Parameters of relative permeability models are evaluated via a Maximum Likelihood (ML) approach, relying on a set of coreflooding data available from the literature. Uncertainty in ML calibration of the relative permeability model parameters is propagated to the outputs of reservoir simulations within a Monte Carlo (MC) framework. Results are discussed in terms of time evolution of pressure, saturation (of all three phases) values as well as concentrations of the hydrocarbon components. Our results document a clear influence of the ML parameter estimation uncertainties on the reservoir simulations, especially considering local concentrations of hydrocarbon components. Moreover, even though the uncertain parameters follow a Gaussian distribution, outputs of the MC simulations are generally non-Gaussian and display long (positive and/or negative) tails.

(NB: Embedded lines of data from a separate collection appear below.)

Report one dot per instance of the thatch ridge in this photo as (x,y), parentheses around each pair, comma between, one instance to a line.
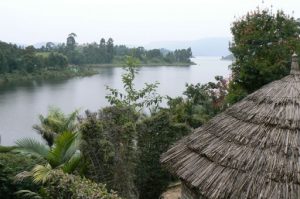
(252,150)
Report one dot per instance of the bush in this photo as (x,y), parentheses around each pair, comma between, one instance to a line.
(67,186)
(155,136)
(10,165)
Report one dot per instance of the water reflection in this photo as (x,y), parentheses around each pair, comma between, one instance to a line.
(20,105)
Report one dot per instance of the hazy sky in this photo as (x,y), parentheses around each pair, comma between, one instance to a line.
(127,21)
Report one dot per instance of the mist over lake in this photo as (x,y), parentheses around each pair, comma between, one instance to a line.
(21,104)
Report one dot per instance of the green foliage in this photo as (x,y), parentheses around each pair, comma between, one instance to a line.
(63,186)
(57,60)
(54,123)
(10,165)
(262,45)
(155,136)
(201,103)
(145,97)
(109,148)
(64,154)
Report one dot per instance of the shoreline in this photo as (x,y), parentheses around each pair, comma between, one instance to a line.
(23,77)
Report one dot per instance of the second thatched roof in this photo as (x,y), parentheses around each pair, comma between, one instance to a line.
(252,150)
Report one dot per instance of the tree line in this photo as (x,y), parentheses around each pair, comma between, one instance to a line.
(59,56)
(120,146)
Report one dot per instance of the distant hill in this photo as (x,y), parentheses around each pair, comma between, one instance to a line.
(228,57)
(203,47)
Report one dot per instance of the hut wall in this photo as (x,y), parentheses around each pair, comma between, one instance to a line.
(190,193)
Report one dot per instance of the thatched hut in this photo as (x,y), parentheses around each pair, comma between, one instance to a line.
(252,150)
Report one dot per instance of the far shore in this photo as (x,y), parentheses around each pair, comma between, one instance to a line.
(141,64)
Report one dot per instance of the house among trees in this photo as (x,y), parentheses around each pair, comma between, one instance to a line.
(252,150)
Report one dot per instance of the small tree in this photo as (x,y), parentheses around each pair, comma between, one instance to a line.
(138,99)
(262,45)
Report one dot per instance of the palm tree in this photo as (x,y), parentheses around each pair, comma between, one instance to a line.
(64,154)
(55,123)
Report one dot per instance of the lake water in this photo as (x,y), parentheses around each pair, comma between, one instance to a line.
(20,105)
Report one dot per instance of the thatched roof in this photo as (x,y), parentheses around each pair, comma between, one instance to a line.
(252,150)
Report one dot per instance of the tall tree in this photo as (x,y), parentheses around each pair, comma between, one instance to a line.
(71,41)
(102,51)
(263,43)
(110,50)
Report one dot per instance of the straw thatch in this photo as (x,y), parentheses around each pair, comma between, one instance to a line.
(252,150)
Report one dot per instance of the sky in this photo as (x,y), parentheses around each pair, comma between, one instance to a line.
(134,22)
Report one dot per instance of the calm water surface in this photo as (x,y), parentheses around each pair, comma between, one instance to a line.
(20,105)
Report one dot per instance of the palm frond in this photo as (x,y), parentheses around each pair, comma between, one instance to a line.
(64,148)
(41,174)
(21,176)
(73,163)
(32,146)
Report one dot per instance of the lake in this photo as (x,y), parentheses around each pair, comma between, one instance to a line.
(20,105)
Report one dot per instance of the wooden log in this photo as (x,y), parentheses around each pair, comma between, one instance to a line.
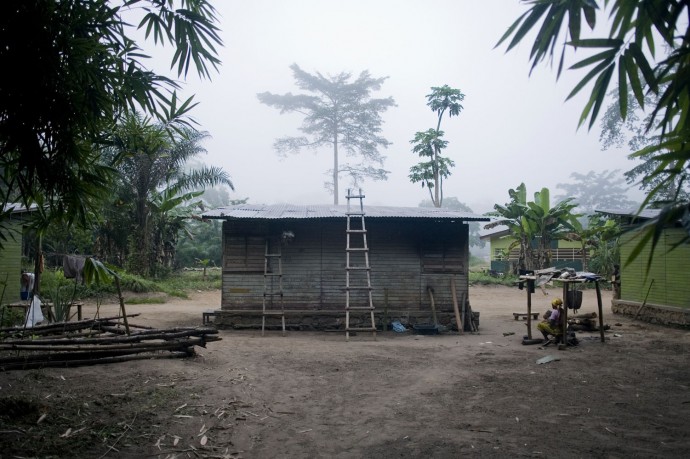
(96,349)
(134,338)
(59,326)
(75,363)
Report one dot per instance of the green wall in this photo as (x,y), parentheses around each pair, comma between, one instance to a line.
(11,263)
(670,270)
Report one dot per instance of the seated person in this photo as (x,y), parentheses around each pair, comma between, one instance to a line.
(551,325)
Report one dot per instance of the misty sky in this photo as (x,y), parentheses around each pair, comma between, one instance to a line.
(514,128)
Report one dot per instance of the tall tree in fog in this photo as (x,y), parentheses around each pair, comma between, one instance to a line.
(429,144)
(85,71)
(592,191)
(339,113)
(651,174)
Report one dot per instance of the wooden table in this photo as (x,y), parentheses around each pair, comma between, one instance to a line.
(566,288)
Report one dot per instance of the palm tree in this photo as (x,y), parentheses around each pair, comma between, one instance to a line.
(152,183)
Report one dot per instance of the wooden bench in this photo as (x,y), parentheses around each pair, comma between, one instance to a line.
(207,314)
(523,315)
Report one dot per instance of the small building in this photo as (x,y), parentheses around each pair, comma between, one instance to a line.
(11,251)
(414,254)
(660,284)
(504,259)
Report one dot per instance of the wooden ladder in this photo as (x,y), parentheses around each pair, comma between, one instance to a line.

Secondary migration typically refers to the movement of hydrocarbons along a carrier bed from the source rock to the trap. The hydrocarbons originated from kerogen faces a limited available spaces of accumulation in source rock, so they are forced (through capillaries) to move from the source rock toward more superficial layers, characterized by larger porosity. This process, called primary migration, is mainly governed by pressure gradients from the centre of the source rock towards the reservoir [2]. After the hydrocarbon has reached the reservoir, a secondary migration occurs and the hydrocarbon migrates versus more permeable facies. An active flow of oil can appear only if an interconnected network of oil saturated pores exists [2]. The significantly high porosities, permeabilities and pore sizes of the rock permit the formation of tiny oil stringers which are mainly controlled by buoyancy [2].
Previous works show that almost 60% of the oil movements from the source rock to the reservoir are displayed along the vertical direction [3]. During the vertical migration, due to pressure difference between the source rock and the reservoir, physic-chemical properties (i.e. pressure-volume-temperature, PVT) of the fluids may change [4].